German chancellor Angela Merkel delivered a frank assessment of the energy challenges facing her country at the Davos summit today. She said that industrialised countries in the West bore a lot of responsibility when it came to moving to clean energy, since they had emitted a large amount of carbon dioxide.
“Renewables are now the leading area in our energy mix,” Merkel said about Germany. “By 2020, we will have exited nuclear energy and then we have a different problem, in that the only source that can generate energy all the time is brown coal… that obviously emits a lot of CO2.”
She added that Germany “will continue to receive Russian gas, that is clear, but we will also diversify and rely on liquefied petroleum gas, which mainly comes from the United States.”
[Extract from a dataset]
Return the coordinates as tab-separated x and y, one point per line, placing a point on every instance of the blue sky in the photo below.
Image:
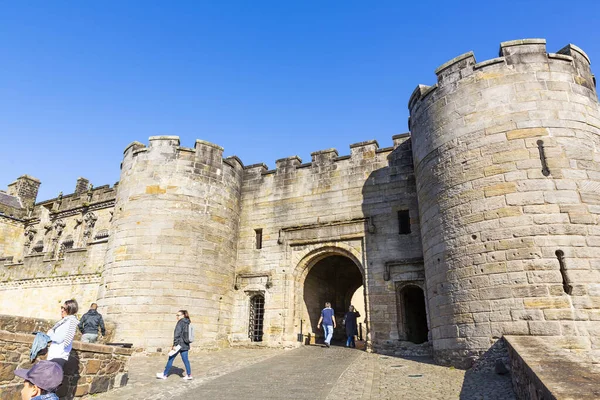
265	80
Her words were a clear message to US president Donald Trump, who has harshly criticised Germany for getting much of its natural gas from Russia. He is vehemently opposed to the controversial new Nord Stream 2 pipeline, which will increase imports from Siberia directly to Germany.
Trump’s ambassador to Berlin, Richard Grenell, this month warned German companies involved in the Nord Stream 2 pipeline that they could face US sanctions should they carry on with the project.
German politicians expressed their annoyance at what they see as Grenell meddling in Germany’s affairs. Foreign minister Heiko Maas noted that it was not for the US to decide on European energy-policy issues.
Merkel underlined that if Germany is to exit coal and nuclear power, “we will need more natural gas, and energy needs to be affordable.”
A precise strategy, and date, for Germany’s total coal phase-out is one of the most contentious issues in the country at the moment, with critics slamming the government for dragging its heels and power companies demanding huge amounts of financial compensation from the government to shut their plants.